37 But let your communication be, Yea, yea; Nay, nay: for whatsoever is more than these cometh of evil.

"...whatsoever is more than these cometh of evil." "Swear not at all..." Some powerful words from the son of God, if you ask me. Yet when politicians swear oaths they do so regards to God. I must assume the "Christian" God. How is this not ironic; or, rather, hypocritical. But wait, there's much much more. In our Constitution we have an Amendment that states...

Quote The US Constitution, First Amendment:Congress shall make no law respecting an establishment of religion, or prohibiting the free exercise thereof...

Here we have yet another irony. How can swearing an oath have any legal binding when Congressional law cannot respect any establishment of religion? It can't, can it? All it really is becomes a sacrilegious--if not blasphemous--display of intent without any teeth. Two things need to be done. First, honor needs to be restored to Christianity; and, then religion needs to be removed from government. Neither can exist when both are intermingled and mutually dependent. Both sacrifice basic principles and both render each other irrelevant.

I suggest adherence to the basic principles layed down by Christ himself. ie. "Let your communication be Yea, Yea; Nay, Nay..." What ever happened to the power of perjury? It exists when you sign almost any legal document. It is what sends you to prison when you falsely testify in court. It is what verifies your vote when you vote.

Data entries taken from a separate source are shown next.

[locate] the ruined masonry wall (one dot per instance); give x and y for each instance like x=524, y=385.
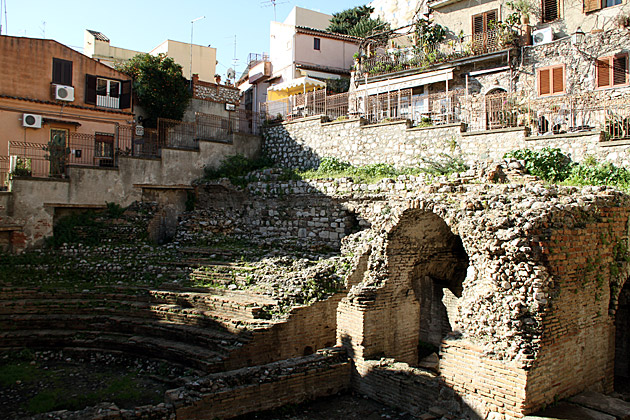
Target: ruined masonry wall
x=577, y=349
x=303, y=143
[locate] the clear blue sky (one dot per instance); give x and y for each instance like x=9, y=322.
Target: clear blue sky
x=142, y=25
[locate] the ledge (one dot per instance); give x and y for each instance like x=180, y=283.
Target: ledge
x=398, y=122
x=525, y=130
x=565, y=135
x=430, y=127
x=613, y=143
x=342, y=121
x=163, y=187
x=35, y=178
x=76, y=206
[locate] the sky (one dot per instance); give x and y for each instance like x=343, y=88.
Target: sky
x=142, y=25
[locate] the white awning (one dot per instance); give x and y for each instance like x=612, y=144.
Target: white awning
x=408, y=82
x=294, y=87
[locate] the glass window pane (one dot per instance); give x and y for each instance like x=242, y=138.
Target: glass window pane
x=101, y=87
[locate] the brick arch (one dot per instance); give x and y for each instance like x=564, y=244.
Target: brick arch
x=425, y=256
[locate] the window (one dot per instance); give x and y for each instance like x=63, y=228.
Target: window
x=62, y=72
x=592, y=5
x=550, y=10
x=551, y=80
x=612, y=71
x=108, y=93
x=104, y=149
x=484, y=21
x=58, y=151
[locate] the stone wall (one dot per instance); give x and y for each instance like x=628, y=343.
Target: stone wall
x=215, y=92
x=32, y=202
x=303, y=143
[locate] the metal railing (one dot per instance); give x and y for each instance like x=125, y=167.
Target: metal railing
x=428, y=55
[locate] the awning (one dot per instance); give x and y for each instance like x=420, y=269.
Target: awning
x=407, y=82
x=294, y=87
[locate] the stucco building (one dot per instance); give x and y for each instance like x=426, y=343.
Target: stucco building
x=58, y=107
x=303, y=55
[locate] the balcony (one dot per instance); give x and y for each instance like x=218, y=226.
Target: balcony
x=421, y=58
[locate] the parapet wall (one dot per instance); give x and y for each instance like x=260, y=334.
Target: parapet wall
x=302, y=143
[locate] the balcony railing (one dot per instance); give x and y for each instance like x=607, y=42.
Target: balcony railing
x=427, y=56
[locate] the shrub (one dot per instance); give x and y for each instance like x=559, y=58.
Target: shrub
x=550, y=164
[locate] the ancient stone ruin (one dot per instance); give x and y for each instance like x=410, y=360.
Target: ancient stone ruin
x=454, y=296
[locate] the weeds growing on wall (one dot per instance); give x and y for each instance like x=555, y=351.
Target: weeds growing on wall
x=553, y=166
x=235, y=167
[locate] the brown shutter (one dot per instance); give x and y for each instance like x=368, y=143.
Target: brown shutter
x=603, y=72
x=478, y=24
x=592, y=5
x=491, y=16
x=558, y=79
x=90, y=89
x=550, y=10
x=620, y=69
x=125, y=96
x=544, y=82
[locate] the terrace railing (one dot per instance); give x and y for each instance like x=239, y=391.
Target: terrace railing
x=428, y=55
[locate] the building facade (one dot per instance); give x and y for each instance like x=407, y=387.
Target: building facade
x=59, y=107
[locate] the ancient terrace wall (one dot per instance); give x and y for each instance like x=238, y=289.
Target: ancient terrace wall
x=31, y=207
x=302, y=143
x=517, y=285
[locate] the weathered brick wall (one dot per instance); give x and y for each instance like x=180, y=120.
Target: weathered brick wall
x=264, y=387
x=485, y=385
x=577, y=348
x=303, y=143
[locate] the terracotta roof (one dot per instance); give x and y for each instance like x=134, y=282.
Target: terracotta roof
x=98, y=35
x=327, y=34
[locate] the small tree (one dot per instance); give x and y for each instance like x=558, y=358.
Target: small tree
x=357, y=22
x=159, y=85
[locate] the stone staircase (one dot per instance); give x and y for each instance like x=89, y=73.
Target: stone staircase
x=197, y=328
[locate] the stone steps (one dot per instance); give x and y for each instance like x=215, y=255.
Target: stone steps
x=160, y=348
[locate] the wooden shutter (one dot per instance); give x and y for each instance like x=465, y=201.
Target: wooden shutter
x=558, y=80
x=620, y=70
x=490, y=16
x=550, y=10
x=544, y=82
x=90, y=89
x=125, y=96
x=592, y=5
x=478, y=24
x=603, y=72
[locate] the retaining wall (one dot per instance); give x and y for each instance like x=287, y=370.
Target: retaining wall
x=302, y=143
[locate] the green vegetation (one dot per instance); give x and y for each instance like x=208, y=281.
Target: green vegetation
x=235, y=167
x=357, y=22
x=553, y=166
x=158, y=83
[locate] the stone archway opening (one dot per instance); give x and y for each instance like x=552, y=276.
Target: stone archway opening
x=622, y=341
x=434, y=262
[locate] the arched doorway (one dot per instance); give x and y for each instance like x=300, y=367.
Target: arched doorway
x=622, y=341
x=498, y=112
x=431, y=260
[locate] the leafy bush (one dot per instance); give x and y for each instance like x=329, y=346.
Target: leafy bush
x=593, y=173
x=550, y=164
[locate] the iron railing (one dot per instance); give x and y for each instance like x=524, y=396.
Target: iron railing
x=425, y=56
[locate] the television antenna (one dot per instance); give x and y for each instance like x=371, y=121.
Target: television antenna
x=3, y=6
x=268, y=3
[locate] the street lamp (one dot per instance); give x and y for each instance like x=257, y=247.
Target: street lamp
x=192, y=22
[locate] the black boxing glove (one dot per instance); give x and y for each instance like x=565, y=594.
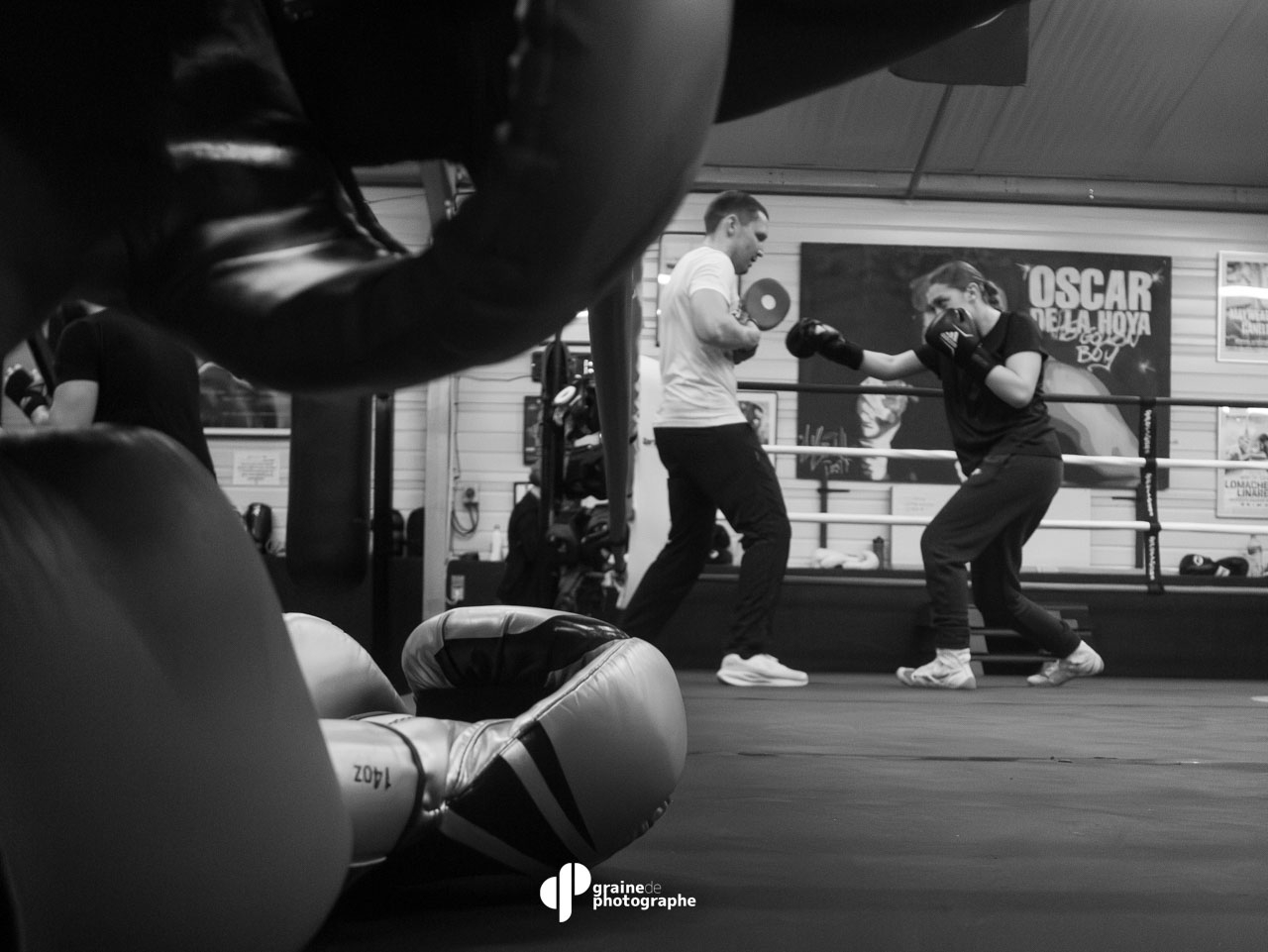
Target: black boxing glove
x=955, y=334
x=810, y=338
x=22, y=388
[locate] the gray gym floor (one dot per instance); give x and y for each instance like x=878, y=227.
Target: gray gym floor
x=856, y=814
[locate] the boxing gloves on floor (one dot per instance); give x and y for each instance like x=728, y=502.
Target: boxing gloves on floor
x=952, y=332
x=810, y=338
x=507, y=761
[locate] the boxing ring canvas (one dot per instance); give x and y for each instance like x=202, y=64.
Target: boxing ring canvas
x=1105, y=320
x=1047, y=550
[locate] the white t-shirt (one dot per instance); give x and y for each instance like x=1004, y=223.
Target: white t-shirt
x=697, y=377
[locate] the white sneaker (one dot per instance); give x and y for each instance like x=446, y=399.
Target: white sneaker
x=759, y=671
x=1081, y=663
x=950, y=669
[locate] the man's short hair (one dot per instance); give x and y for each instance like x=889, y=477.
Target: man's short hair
x=733, y=202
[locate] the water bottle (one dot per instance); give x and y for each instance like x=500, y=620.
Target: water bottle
x=879, y=548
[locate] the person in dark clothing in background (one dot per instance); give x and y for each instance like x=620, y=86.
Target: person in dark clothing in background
x=528, y=576
x=112, y=368
x=991, y=363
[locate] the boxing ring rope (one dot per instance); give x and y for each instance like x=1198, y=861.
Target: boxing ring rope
x=1148, y=522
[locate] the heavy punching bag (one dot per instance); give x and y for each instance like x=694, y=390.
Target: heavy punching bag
x=329, y=497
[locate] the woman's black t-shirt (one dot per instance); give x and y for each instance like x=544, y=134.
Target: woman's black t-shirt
x=981, y=422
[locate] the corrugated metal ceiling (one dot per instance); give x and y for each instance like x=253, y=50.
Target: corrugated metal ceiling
x=1150, y=103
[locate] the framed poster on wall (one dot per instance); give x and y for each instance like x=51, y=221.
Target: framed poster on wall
x=1241, y=492
x=1243, y=308
x=1105, y=320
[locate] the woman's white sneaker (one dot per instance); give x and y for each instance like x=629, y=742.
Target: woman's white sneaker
x=759, y=671
x=1081, y=663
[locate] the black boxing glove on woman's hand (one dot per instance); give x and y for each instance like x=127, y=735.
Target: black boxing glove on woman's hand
x=954, y=334
x=809, y=338
x=22, y=388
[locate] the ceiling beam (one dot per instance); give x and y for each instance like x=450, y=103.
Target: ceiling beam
x=984, y=188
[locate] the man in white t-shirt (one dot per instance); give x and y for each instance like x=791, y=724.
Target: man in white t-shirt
x=713, y=457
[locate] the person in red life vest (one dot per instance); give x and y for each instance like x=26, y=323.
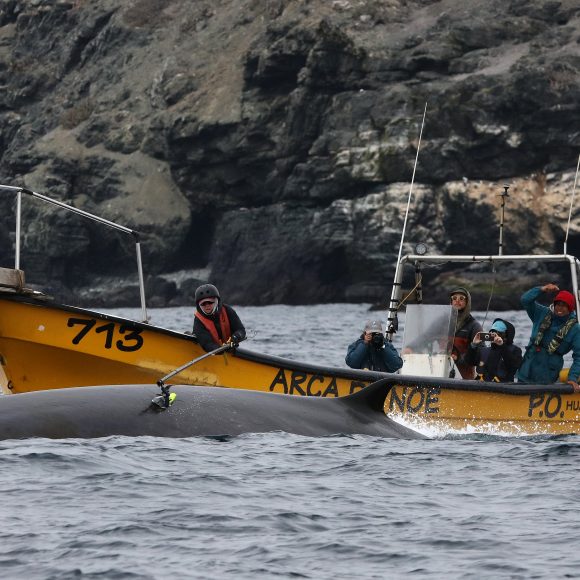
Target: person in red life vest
x=465, y=330
x=215, y=323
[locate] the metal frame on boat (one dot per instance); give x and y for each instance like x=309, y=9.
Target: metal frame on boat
x=47, y=345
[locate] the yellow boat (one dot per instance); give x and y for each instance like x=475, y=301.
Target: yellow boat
x=46, y=345
x=445, y=406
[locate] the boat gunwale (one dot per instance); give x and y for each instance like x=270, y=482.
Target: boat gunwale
x=266, y=359
x=521, y=389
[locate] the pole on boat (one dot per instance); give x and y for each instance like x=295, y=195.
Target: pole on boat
x=571, y=206
x=165, y=399
x=18, y=230
x=392, y=324
x=20, y=190
x=503, y=196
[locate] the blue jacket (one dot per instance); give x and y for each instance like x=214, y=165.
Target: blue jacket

The power and penalty of perjury is more than efficient in securing honest testimony from any of the common people because the jury system recognizes it as a crime to violate. Therefore, why not simply require our elected officials to agree under penalty of perjury to carry on their respective offices and to hell with swearing oaths of any kind. By eliminating this "religious" tenant that already permeates our legal system and replacing it with a Constitutional one we can avoid the main pitfall that swearing oaths entails--namely, "...for whatsoever is more than these cometh of evil."

It's time to stop these liars from hiding behind the Holy Book and make them accountable for their promises in a court of law. Time to upgrade our way of governance.

Gator Girl 9 years 24 weeks ago

Without some action also against the telecom and internet companies who WILLINGLY give up our private information this is not likely to be ended in any way meaningful. Unfortunately I recently changed from Sprint - who is totally incompetent - to Verizon who, it appears, is more than willing to sell all of its customers out.

This is a good start but is far from being a big finish in any way. Anyone who believes that keeping our government out of OUR personal lives - yes, even IF we do NOT have anything to hide - must act to support any even small piece of legislation which adds to this attempt to stop the NSA from what they are ILLEGALLY doing now. It is YOUR government - even though I know it appears that is is not but that is because WE - you and me - have allowed this to happen by inactivity and apathy. WE can and MUST take back our government from lobbyists and those who would serve to bring us to our knees and create a super master/slave nation to do the bidding of the rich and powerful.

The ball is in our court and what WE do with it is now up to US!! Speak our! Become activist and loud or all hope is lost.

Gator Girl 9 years 24 weeks ago

It is also unfortunate that there is not some way in which we could get the SCOTUS members who are bought and paid for out - such as Scalia and Thomas to be sure and others suspect. Scalia, by way of his mouth at so many GOP and lobbyists functions - has made statements that lead you to believe that his decision on EVERY action coming before this session has already been decided in his mind (?) and he should recuse himself from all of them - and Thomas just walks around with his nose up Scalia's ass so he too must go.